The other is the risk of stroke. To lower that risk, we put patients on blood thinners, often for the rest of their lives. With more and more people developing a-fib in their fifties and sixties – and then living into their seventies, eighties, and even nineties – some patients could be on blood thinners for ten, twenty, or even thirty years, required to have their blood tested every two to four weeks for decades.
Also, if a patient taking blood thinners nicks themself shaving, they may bleed excessively. If they accidentally bump into something, they may bruise an entire arm or leg. Blood thinners can even cause severe bleeding in the brain or gastrointestinal tract, requiring hospitalization, emergency surgery, and blood transfusions. All this can dramatically reduce an a-fib patient’s quality of life. That’s why we are all very excited about the new Watchman Program that we’re starting this summer.
With the Watchman procedure, we use a catheter to place a small inflatable disc into what’s called the left atrial appendage of an a-fib patient’s heart – an area of their heart where a-fib can cause blood clots to form.
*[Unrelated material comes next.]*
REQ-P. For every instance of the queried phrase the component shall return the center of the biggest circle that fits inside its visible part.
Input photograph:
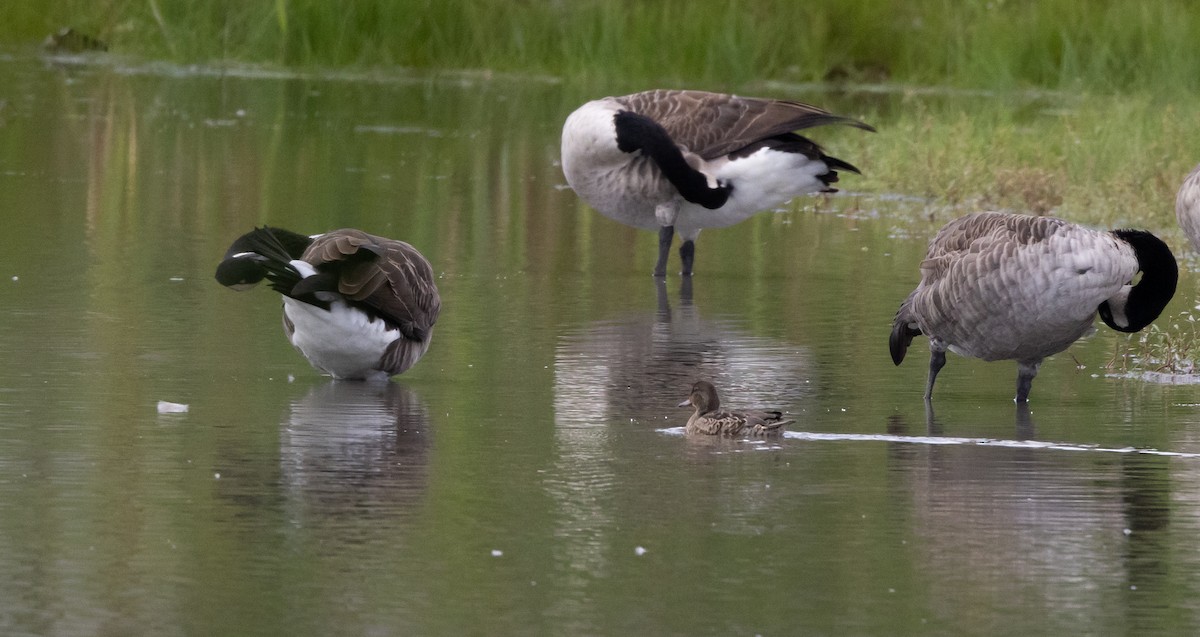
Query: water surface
(525, 478)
The disc prevents blood clots from forming – eliminating the danger that they could travel to the brain and cause a stroke. The procedure typically takes only an hour or less to perform, but it has a big impact on a-fib patients, by giving us a way to lower their risk of stroke without requiring them to take blood thinners for the rest of their lives.
Breakthrough care close to home
Here at Froedtert South, we have the fastest growing complex ablation program in southeast Wisconsin, with the most advanced imaging, mapping, and electrophysiology navigation systems available. Our staff is absolutely incredible. They love being part of a team that’s really helping people.
It’s an extraordinarily rewarding experience to be able to use these leading-edge technologies and our expertise to provide the absolute highest level of cardiac electrophysiology care to patients. We are here, close to home, ready to give the people of this community what we believe they deserve: the very best in breakthrough cardiac care.